Andy White – How Things Are – album review Folk Words

‘How Things Are’ from singer-songwriter Andy White – telling tales of truth

So you devote an entire album to answer the question ‘How are things?’ There’s a thousand ways that could go wrong. Not this one. ‘How Things Are’ from singer-songwriter Andy White mixes folk, pop and rock with powerful lyrics to forge an album that despite opening personal anguish and suffering to wider inspection makes a statement anyone can share. Clearly a personal catharsis, Observations and Comment this album tells its tales with truth and never once wallows in self-pity, it simply expounds feelings many wish they could articulate in an equally lucid way.

The ireful opening testimonial rock-drive of ‘Driftin’’ slips easily into the simpler stripped-back, resigned and sombre narrative of ‘Separation Street’. The journey reflects, looking back through the melodic hook and pop-ballad feel of ‘You Got Me at Hello’ and delves deep through ‘Band of Gold’ into a past with a less than rose-tinted view.

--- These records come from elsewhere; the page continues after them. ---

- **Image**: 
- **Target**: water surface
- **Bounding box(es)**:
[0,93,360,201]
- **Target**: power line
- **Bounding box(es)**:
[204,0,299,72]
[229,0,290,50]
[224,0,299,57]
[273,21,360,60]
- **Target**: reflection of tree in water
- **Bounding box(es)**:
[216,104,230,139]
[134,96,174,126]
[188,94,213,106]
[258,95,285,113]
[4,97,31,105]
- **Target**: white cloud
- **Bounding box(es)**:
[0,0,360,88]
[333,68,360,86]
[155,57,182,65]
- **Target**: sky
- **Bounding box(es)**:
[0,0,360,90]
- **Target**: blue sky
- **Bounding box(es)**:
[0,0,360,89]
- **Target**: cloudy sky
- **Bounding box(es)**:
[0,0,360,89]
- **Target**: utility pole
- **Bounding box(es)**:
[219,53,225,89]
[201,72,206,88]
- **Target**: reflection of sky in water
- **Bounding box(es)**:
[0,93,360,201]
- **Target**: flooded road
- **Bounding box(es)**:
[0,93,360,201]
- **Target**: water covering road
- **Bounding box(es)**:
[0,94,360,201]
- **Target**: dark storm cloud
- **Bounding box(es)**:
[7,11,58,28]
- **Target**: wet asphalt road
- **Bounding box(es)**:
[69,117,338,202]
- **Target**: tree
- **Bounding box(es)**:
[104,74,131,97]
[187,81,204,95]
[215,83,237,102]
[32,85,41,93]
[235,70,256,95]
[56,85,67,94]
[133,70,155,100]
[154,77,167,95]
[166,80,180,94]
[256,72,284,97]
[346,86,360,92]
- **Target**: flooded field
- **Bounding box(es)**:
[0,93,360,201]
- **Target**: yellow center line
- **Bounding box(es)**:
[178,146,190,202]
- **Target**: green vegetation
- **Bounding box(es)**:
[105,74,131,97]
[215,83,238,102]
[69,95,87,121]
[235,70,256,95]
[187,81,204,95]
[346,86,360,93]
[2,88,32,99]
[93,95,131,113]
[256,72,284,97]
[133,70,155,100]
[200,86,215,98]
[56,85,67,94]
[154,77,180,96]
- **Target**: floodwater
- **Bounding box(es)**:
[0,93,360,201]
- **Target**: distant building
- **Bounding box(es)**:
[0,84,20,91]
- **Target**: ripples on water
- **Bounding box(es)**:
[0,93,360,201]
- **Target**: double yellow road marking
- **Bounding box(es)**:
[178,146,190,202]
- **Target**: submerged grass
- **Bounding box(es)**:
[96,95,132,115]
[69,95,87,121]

These are
songs written by a man willing to share a level of intimacy and hurt. There are no raging rants nor self-obsessed sorrow, there’s only words and music that offer much.

A testament to ‘not seeing it coming’, ‘All it Does is Rain’ sounds its warning through warm guitar and soft strings. The lyrics take on a tougher tone with the painful passages of ‘Closest Thing to Heaven’ – bare and unadorned, and the final rejection within ‘Picture of You’ – intense yes, but that only makes the message clearer.

Any familiarity with its themes could make ‘How Things Are’ a hard listen. A stronghold of sincerity or a palace of pain, whatever it’s a damn fine album.